En acısı ülke ekonomisi ile ilgili tüm açmazları ve gerçekleri bilmelerine rağmen, ısrarla topu taça atmaya uğraşıyorlar. Özellikle son süreçte doların biraz gevşemesi daha da cesaretlendirmiş olacak ki, işi tekrar zıvanadan çıkarıp, dün özür diledikleri konularda ısrarcı olmayı sürdürüyorlar.
Merkez Bankası Başkanı, döviz rezervleri hızla azalıyorken, 3 kuruş için 3 milyar doları aşkın para satmışken, cari açık 65 milyar doları bulmuşken, ihracatta adet yükselse de değer yani getiri azalmışken, dünya ekonomisi daralmaya doğru giderken, 220 milyar doları aşkın nakit ihtiyacı ortadayken ve parası yokken, halen Başbakan’I memnun etmeye uğraşıyor.
Merkez Bankası Başkanı Başçı, daha önce açıkladığı, sonuçta da hem kendi hem de Merkez Bankası’nın itibarını zedeleyen ‘kur 1,92 olacak’ açıklamasını, kurun gevşemesinden cesaret alarak tekrarladı. Başçı’ya gore 17 Aralık olmasaydı, kur 1,92 olacaktı.

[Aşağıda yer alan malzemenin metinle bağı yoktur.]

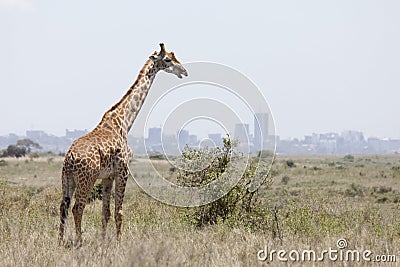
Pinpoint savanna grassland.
[0,155,400,266]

Tıpkı 1,92 hedefini açılarken bunun gerçekçi olmadığını bildiği gibi, bugün de doğru söylemediğinin bal gibi farkında… Bizim ekonomi özürlü tayfa burada durumu kurtarmaya çalışırken, dünyadan uyarılar gelmeye başladı bile.
S&P görünümü negatife çevirirken, Japonya’dan Türkiye’nin taşıdığı riskler ve not düşüşü ile ilgili açıklama yapıldı. Son olarak da 13 şubat tarihli FED açıklaması gündeme bomba gibi düştü.

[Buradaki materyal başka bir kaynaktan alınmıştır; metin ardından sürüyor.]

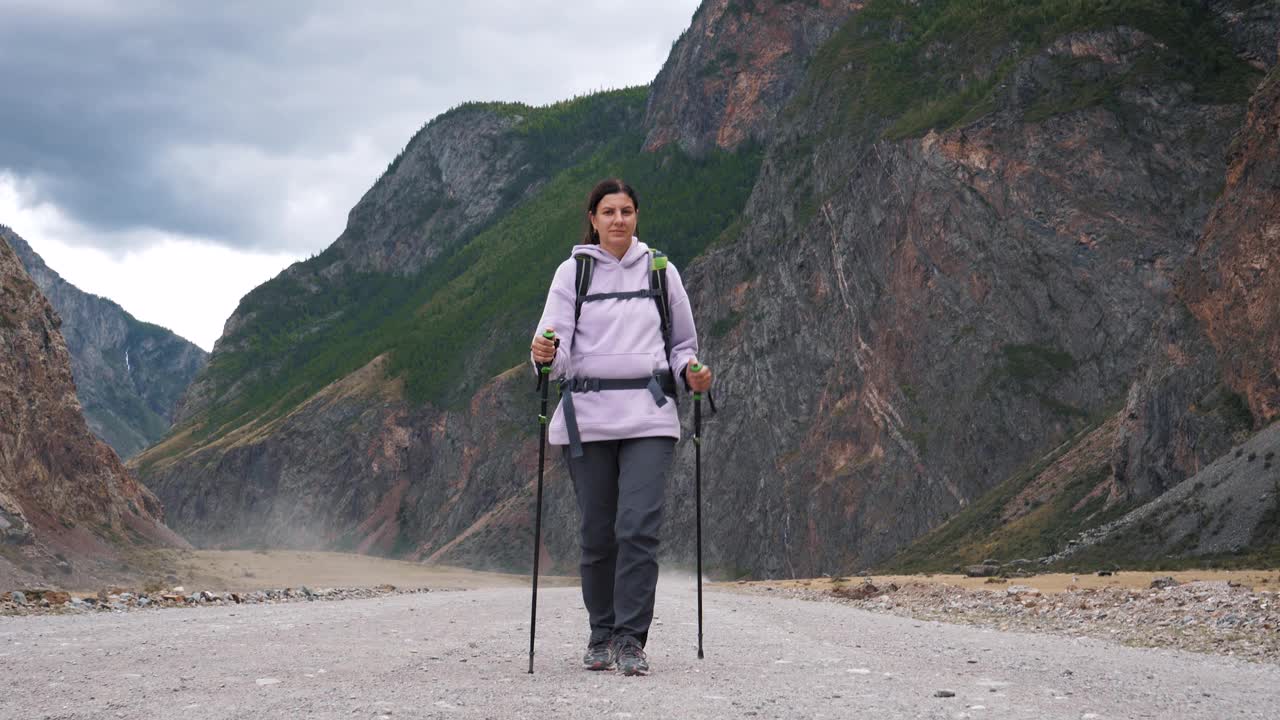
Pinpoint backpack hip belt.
[559,370,676,457]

FED, Türkiye, Brezilya ve Hindistan gibi ülkelerin kendi uyguladıkları politikalar yüzünden dış şoklara karşı kırılgan duruma düştüklerini vurgulayıp bombayı patlattı: FED analistleri 15 gelişmekte olan ülkenin ekonomik kırılganlığını ölçen bir endeks çalışması yaptı. Bu değerlendirmeye gore en kırılgan ülkü Türkiye oldu.
Şu anki kur size aldatmasın. Fırtına öncesi sessizlik gibi bir durumla karşı karşıyayız. Önleminizi almayı ihmal etmeyin. Döviz borçlarınızı azaltın; mümkünse kredilerinizi kapatın; yeni borç içine girmeyin ve dikkatli olun. Çünkü bu ülkenin ekonomi yönetimi size doğru söylemiyor.

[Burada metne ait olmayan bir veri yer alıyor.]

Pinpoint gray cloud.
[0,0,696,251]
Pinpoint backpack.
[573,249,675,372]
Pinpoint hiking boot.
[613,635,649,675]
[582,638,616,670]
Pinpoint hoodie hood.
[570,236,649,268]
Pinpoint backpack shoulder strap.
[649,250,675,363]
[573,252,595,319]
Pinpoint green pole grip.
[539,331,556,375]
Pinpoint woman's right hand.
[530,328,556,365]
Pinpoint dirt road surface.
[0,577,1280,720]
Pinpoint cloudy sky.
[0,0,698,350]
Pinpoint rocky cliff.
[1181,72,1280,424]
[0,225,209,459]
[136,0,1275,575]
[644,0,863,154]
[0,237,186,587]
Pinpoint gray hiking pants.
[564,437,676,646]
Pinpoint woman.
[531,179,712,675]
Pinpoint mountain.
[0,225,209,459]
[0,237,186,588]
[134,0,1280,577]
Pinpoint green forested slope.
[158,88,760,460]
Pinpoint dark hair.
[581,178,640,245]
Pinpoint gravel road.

Tek dertleri seçimi atlatmak. Sonucunun ne olacağıyla ilgilenmiyorlar bile… Onlar şimdi kendi beceriksizliklerine, yanlış politikalarına ve doğacak sonuçlarına bahane ve suçlu aramaya çalışıyorlar.
Bunu yaparken de ya çıkıp, gerçekleri gizleyerek beklenti yönetiyorlar ya 17 Aralık’ta ortaya çıkan yolsuzluğun üzerini örtüp öcü yaratıyorlar ya da Ankara’nın göbeğinde anayasal hakkını kullanan vatandaşı dövüyorlar.
Hiç gündem değiştirmeyin, bahane de aramayın. Bu ülkedeki hukuksuzluktan ekonomik iflasa kadar her şeyin baş sorumlusu bu iktidardır. Bunu yaparken yanında ortakları varmış, dünün yol arkadaşları ama paralelden ama finans cephesinden kendisine sırt çevirmiş, o onların sorunu.
İktidar olduğunu iddia ediyorsan, seçimlerde sadece yetki verilmez, sorumluluk da yüklenir. Ve o sorumluluğun da bir yaptırımı vardır. Bundan kaçamazsınız. Daha büyük felaketlerin sorumlusu olmaktan kaçmak istiyorsanız da onun tek bir yolu var: Millete doğruyu söyleyin.